Reputation: 4683
I need to make real pagination instead of paginating on all retreived data. The example in Django documentation site, is like;
def listing(request):
contact_list = Contacts.objects.all()
paginator = Paginator(contact_list, 25) # Show 25 contacts per page
page = request.GET.get('page')
try:
contacts = paginator.page(page)
except PageNotAnInteger:
# If page is not an integer, deliver first page.
contacts = paginator.page(1)
except EmptyPage:
# If page is out of range (e.g. 9999), deliver last page of results.
contacts = paginator.page(paginator.num_pages)
return render_to_response('list.html', {"contacts": contacts})
This code is paginating records on all retreived records. But there is a trouble. Trying to retreive all record takes many time if there are so many records. I need a solution to retrieve the records page by page from database.
Is there another solution to do this in Django?
Upvotes: 11
Views: 4858
Reputation: 1613
Here we using get_page()
to get page wise data(1 page contain 25 data).I would suggest for this like :
def listing(request):
contact_list = Contacts.objects.all()
paginator = Paginator(contact_list, 25) # Show 25 contacts per page
page = request.GET.get('page')
contacts = paginator.get_page(page)
return render_to_response('list.html', {"contacts": contacts})
Upvotes: 0
Reputation: 1381
A QuerySet
is a lazy object. When you assign contact_list = Contacts.objects.all()

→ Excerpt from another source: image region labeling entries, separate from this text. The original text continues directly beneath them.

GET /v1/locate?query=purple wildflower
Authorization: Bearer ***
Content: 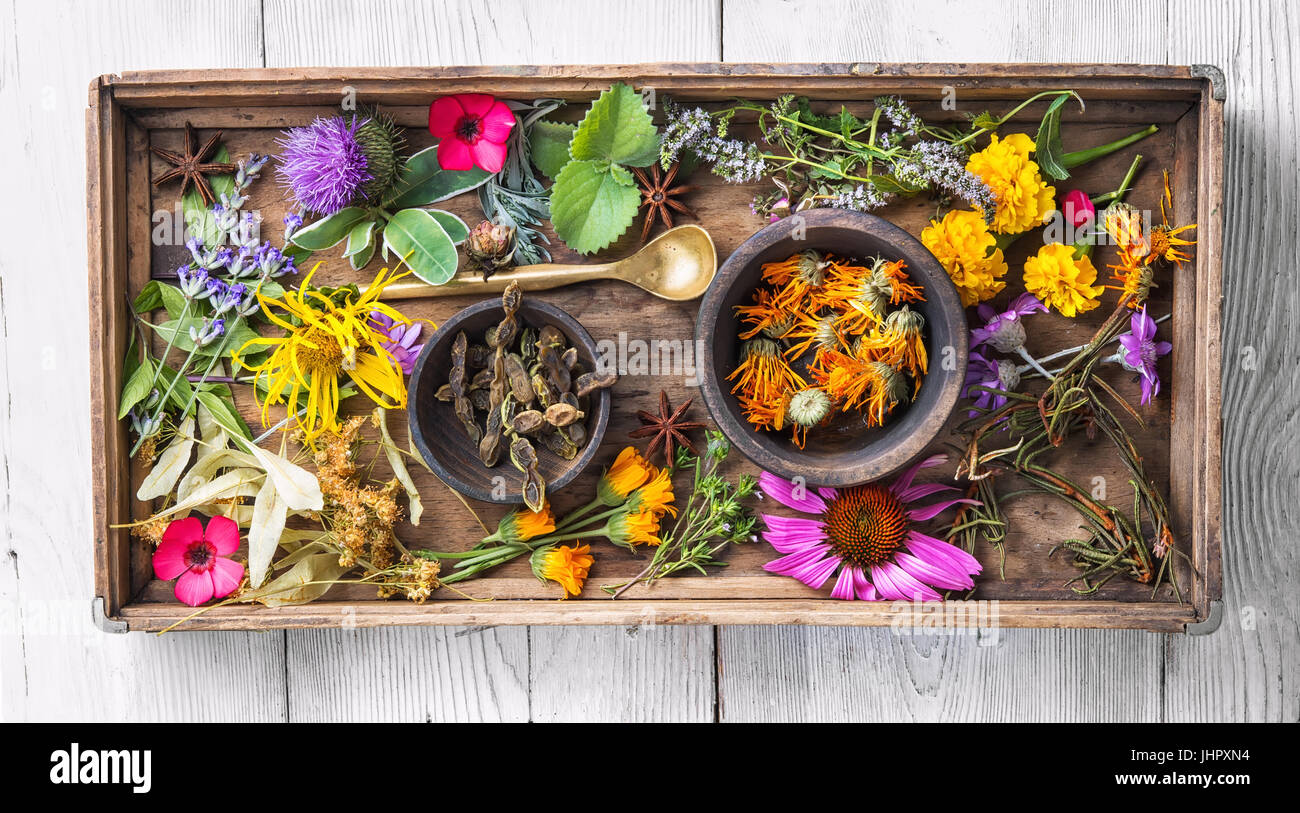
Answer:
[369,311,424,376]
[963,351,1021,418]
[276,116,372,215]
[1119,304,1174,405]
[971,294,1048,353]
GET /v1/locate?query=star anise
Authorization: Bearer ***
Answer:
[628,390,705,466]
[150,121,239,206]
[632,163,699,243]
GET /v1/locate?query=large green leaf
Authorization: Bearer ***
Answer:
[528,120,577,181]
[293,206,368,251]
[384,209,459,285]
[384,144,493,209]
[551,160,641,254]
[566,82,659,167]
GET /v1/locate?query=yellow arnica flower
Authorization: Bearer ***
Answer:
[234,264,411,445]
[628,468,677,516]
[1024,243,1105,316]
[497,501,555,542]
[595,446,658,506]
[920,211,1006,307]
[533,545,595,598]
[606,511,660,550]
[966,133,1056,234]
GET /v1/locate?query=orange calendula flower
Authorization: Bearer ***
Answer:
[530,545,595,598]
[966,133,1056,234]
[920,211,1006,307]
[1024,243,1105,317]
[595,446,658,506]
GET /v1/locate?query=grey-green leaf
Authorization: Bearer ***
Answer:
[384,209,459,285]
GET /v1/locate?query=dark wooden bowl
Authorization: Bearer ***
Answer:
[696,208,969,486]
[408,297,610,503]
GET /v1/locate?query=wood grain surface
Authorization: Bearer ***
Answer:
[0,0,1300,721]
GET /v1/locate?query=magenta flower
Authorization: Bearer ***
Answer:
[276,116,372,215]
[429,94,515,172]
[758,455,982,601]
[153,516,243,607]
[369,311,424,376]
[1061,189,1097,229]
[963,350,1021,418]
[971,294,1048,353]
[1119,304,1174,405]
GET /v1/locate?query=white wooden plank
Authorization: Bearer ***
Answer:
[530,619,716,722]
[1165,1,1300,722]
[0,0,285,722]
[265,0,719,721]
[718,627,1162,722]
[286,627,528,722]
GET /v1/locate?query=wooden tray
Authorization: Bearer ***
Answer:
[86,64,1223,631]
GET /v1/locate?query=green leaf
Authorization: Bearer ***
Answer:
[117,360,153,420]
[1034,94,1070,181]
[384,144,493,209]
[551,160,641,254]
[195,385,252,441]
[384,209,459,285]
[425,209,469,246]
[528,118,577,181]
[566,82,659,166]
[343,220,374,256]
[293,206,368,251]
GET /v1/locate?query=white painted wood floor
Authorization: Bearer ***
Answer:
[0,0,1300,722]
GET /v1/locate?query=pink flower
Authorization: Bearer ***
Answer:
[1061,189,1097,229]
[153,516,243,607]
[429,94,515,172]
[758,455,982,601]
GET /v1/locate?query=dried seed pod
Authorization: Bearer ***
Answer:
[510,437,546,511]
[573,369,619,395]
[506,353,536,403]
[546,403,584,427]
[511,410,546,434]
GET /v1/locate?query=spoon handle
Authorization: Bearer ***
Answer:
[384,263,611,300]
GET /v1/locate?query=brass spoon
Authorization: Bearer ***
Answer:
[384,224,718,302]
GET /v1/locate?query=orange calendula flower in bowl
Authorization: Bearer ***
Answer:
[920,211,1006,307]
[529,545,595,598]
[1024,243,1105,317]
[966,133,1056,234]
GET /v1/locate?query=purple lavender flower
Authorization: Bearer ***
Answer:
[971,294,1048,353]
[369,311,424,376]
[276,116,372,215]
[1119,304,1174,405]
[962,351,1021,418]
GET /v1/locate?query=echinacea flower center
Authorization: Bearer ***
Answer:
[296,328,345,376]
[455,116,484,144]
[823,485,907,567]
[185,540,217,572]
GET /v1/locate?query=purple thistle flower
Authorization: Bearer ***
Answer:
[962,351,1021,418]
[276,116,372,215]
[369,311,424,376]
[971,294,1048,353]
[1119,304,1174,405]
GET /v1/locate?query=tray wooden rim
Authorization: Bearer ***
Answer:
[86,62,1223,631]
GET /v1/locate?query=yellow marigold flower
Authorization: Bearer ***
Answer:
[605,511,662,550]
[966,133,1056,234]
[595,446,658,506]
[233,264,411,447]
[920,211,1006,307]
[532,545,595,598]
[495,501,555,542]
[1024,243,1105,316]
[628,468,677,516]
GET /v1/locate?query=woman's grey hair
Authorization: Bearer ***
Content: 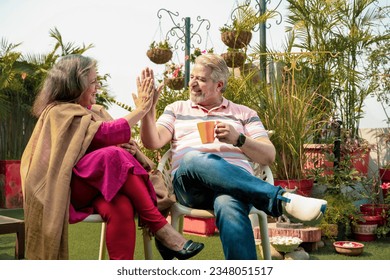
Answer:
[32,54,97,117]
[195,53,230,92]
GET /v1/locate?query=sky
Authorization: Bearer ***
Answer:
[0,0,389,128]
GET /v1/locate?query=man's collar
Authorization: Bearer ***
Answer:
[190,97,229,110]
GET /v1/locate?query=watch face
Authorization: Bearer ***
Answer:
[234,133,246,147]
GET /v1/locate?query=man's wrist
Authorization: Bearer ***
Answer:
[233,133,246,147]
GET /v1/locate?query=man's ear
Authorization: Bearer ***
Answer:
[217,81,223,93]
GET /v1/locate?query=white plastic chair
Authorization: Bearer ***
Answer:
[82,214,153,260]
[157,150,274,260]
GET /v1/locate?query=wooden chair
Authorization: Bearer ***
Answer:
[82,214,153,260]
[157,150,274,260]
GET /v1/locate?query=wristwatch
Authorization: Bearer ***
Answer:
[233,133,246,147]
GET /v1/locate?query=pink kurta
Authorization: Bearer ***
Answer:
[69,119,157,223]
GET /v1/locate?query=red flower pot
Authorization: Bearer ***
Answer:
[360,204,390,226]
[379,168,390,182]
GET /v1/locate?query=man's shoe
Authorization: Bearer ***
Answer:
[280,192,327,225]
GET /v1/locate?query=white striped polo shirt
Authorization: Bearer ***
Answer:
[157,98,268,174]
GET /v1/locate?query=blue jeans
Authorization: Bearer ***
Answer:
[173,151,284,260]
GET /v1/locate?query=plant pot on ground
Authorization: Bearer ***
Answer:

, Django will NOT hit the database. Until you call the methods such as count()
, filter()
, first()
,..., or contact_list[1:5]
, Django will really retrieve data from the database. SQL statements that Django generate will correlate to each method and these SQL statments will be sent to the DB.
E.g: contact_list[1:5]
generate a SQL statement have LIMIT
and OFFSET
clauses.
In Paginator
class, the QuerySet
will passed to the its constructor
paginator = Paginator(contact_list, 25)
When you call paginator.page(page)
, the statement is called:
return self._get_page(self.object_list[bottom:top], number, self)
Upvotes: 1
Reputation: 599450
You make a false assumption. Django does not retrieve all objects when paginating: it slices the queryset appropriately, which uses LIMIT and COUNT on the SQL.
Upvotes: 22
Reputation: 1704
Look inside Paginator class (django/core/paginator.py), it fetches only required pages. There is only one problem on big tables: if you want to show total page numbers you must make count(*) on entire table which can took a long time in some databases (i.e. postgresql, mysql with innodb).
BTW, try to use generic views in django, ListView would be fine here.